Akhand Bharat mural displayed in the new Parliament House of India, New Delhi.

A mural that resembled the Hindutva irredentist concept of Akhand Bharat was unveiled during the inauguration. The mural raised concerns among India's neighbours.

On 30 May 2023, Nepal's leader of opposition and former prime minister K. P. Sharma Oli criticised the action stating that "If a country like India that sees itself as an ancient and strong country and as a model of democracy puts Nepali territories in its map and hangs the map in Parliament, it cannot be called fair." Baburam Bhattarai, chairman of the Nepal Socialist Party, stated that the issue "has the potential of further aggravating the trust deficit already vitiating the bilateral relations between most of the immediate neighbours of India."

On 1 June 2023, Mumtaz Zahra Baloch, the spokesperson of Pakistan's ministry of foreign affairs, said that the map was "a manifestation of an expansionist mindset that seeks to subjugate the ideology and culture not only of India’s neighbours but also its religious minorities." On 6 June 2023, Shahriar Alam, Bangladesh's minister of state for foreign affairs stated that his government was in the process of seeking clarification from India regarding the map.

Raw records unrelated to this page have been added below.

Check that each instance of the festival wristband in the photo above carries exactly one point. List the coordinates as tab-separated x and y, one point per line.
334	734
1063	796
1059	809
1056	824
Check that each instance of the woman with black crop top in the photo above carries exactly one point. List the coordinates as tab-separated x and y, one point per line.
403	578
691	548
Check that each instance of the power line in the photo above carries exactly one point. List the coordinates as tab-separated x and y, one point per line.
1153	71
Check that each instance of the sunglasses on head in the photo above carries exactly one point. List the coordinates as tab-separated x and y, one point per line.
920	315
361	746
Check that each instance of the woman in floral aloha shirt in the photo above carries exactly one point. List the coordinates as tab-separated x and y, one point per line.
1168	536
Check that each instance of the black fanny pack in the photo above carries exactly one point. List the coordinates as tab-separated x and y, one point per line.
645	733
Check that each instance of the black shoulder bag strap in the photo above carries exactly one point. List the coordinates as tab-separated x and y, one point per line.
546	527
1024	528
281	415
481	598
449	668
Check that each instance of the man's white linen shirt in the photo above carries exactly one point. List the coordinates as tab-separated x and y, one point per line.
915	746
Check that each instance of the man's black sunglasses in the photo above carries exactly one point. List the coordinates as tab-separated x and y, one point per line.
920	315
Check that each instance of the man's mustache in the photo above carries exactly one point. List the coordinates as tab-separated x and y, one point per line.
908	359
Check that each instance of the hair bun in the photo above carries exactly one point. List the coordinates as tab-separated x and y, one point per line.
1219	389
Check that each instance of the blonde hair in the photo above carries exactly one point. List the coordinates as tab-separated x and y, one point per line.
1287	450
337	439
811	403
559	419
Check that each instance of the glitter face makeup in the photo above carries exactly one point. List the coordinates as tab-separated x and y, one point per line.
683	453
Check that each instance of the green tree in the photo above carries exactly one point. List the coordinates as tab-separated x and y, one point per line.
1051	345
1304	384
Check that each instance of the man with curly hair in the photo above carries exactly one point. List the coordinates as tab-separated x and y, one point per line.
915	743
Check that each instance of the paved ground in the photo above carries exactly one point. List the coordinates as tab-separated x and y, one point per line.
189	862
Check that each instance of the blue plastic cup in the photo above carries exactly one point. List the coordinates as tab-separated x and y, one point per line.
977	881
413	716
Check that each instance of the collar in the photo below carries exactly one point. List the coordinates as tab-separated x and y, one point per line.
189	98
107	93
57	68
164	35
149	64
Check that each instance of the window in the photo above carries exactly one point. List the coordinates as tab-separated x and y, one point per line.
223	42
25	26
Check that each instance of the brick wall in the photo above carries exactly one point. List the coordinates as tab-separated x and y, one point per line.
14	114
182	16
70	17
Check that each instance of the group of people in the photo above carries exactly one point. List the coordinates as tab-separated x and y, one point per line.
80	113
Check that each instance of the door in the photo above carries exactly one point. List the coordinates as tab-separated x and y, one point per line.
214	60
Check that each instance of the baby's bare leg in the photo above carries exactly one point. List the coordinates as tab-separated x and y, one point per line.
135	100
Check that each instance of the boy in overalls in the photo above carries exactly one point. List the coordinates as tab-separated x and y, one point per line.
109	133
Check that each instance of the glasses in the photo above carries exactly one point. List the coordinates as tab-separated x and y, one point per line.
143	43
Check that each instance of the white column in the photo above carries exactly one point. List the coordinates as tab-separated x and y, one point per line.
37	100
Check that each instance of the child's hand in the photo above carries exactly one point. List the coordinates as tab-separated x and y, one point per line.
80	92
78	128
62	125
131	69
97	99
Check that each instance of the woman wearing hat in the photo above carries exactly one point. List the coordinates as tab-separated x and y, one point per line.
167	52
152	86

Arindam Bagchi, the spokesperson of India's ministry of external affairs later clarified that the mural depicted the ancient Mauryan empire and propagated a "people-oriented governance." However, on the day of inauguration, India's minister of parliamentary affairs Pralhad Joshi tweeted a photo of the mural with a caption in Kannada, which translates to "Resolve is clear – Akhand Bharat".

== Parliament breach ==

On 13 December 2023, two intruders from the visitor's gallery entered the Lok Sabha chamber and threw smoke bombs. The proceedings of both the houses were adjourned initially before resuming after a while, and the speaker the Lok Sabha Om Birla initiated a probe into the incident. Members of parliament questioned this major security lapse. Four people were arrested including two people inside the building, for the attack. As a result of the incident, visitor rules were changed to include mandatory verifications.